02 September 2007

Where Did You Start?

I am in the process of preparing on e of my last speeches needed to earn my Distinguished Toastmaster award (DTM)…”The Touching Story” in the Storytelling manual. I was thinking of talking about the two foul balls I caught at baseball games and how they are both still in the family, then going on with something about baseball being a bond between father and son.

But the more I sat and thought about that, the less sense it made to me. Not only that, nut something else kept entering my mind as an apt subject for the Touching Story. And that would be my grandfather.

I can’t say were particularly close, since we lived primarily on opposite coasts. But, I was his first grandkid and I believe that counts for something.

My grandfather grew up a poor farm boy in Texas during the Depression. He flew B-17s in World War II and then became an optometrist in Southern California. He was a successful man with a growing family and practice.

Watching me grow up, I believe he took pride in watching us grandkids grow up and graduate from high school, college and graduate school. He and my grandmother helped me get an interview for a Hill internship my freshman year in college. He travelled across the country to attend my wedding, despite declining health.

He was a good man. Always encouraging me from afar. I also think my sense of humor comes from him.

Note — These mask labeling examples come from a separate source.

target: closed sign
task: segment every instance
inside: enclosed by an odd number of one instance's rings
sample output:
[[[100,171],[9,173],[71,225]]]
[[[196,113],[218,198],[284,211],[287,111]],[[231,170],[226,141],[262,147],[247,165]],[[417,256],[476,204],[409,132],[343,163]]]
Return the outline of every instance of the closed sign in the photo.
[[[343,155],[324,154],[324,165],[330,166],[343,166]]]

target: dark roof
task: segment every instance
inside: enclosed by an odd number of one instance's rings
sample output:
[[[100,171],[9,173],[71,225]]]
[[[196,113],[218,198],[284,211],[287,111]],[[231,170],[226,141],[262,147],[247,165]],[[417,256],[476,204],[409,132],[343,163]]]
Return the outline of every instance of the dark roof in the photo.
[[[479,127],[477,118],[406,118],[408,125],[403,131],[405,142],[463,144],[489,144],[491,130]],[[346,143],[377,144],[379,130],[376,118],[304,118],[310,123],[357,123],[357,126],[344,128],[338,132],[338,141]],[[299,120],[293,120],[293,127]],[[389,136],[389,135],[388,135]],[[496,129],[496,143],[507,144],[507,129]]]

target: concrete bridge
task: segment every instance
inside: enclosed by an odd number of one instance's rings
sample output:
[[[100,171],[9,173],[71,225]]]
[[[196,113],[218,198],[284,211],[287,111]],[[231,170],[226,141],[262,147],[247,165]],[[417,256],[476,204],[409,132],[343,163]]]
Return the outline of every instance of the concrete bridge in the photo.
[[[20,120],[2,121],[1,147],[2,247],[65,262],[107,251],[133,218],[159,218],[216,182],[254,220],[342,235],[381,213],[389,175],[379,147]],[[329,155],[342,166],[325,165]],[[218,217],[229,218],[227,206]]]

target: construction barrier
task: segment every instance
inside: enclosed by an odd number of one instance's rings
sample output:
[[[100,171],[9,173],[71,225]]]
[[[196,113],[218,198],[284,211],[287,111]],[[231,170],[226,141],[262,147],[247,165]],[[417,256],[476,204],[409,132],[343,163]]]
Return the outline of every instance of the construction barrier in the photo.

One thing, though, that sticks with me, is that he started telling me about Toastmasters while I was still in high school. I wasn’t old enough, or inclined, to join, but it was something he kept coming back to over the years. I never followed through on it until grad school years later—and then I took a break for another six years.

I rejoined Toastmasters after I settled into a job in Washington. Within a year, my grandfather passed away.

That Fall, I took my family to visit my parents. My mother told me my grandfather had left me something and she gave me this tiny Toastmasters lapel pin that had been his years ago. This pin is so old that the backing screws onto the post. It is also a bit smaller than the ones TI currently offers.

That pin is stuck in the blazer I keep at work. It goes with me to TM events, and to meetings with senior staff. I treasure it.

My mother also gave me a newspaper from May 1949. On the front page, there is a picture of my grandfather and details from that week’s Toastmasters meeting—my grandfather was the Best Speaker, again, the article said.

My grandfather and I never had an opportunity to discuss his Toastmasters career. I tried asking TI once, but records like that aren’t available. I know that since t hen, my Toastmasters career has gone farther than even I could have anticipated.

I believe that my grandfather’s interest and words gave me the push to get started in Toastmasters. I also believe, that as I attain my DTM, it is my grandfather who continues to pull me forward.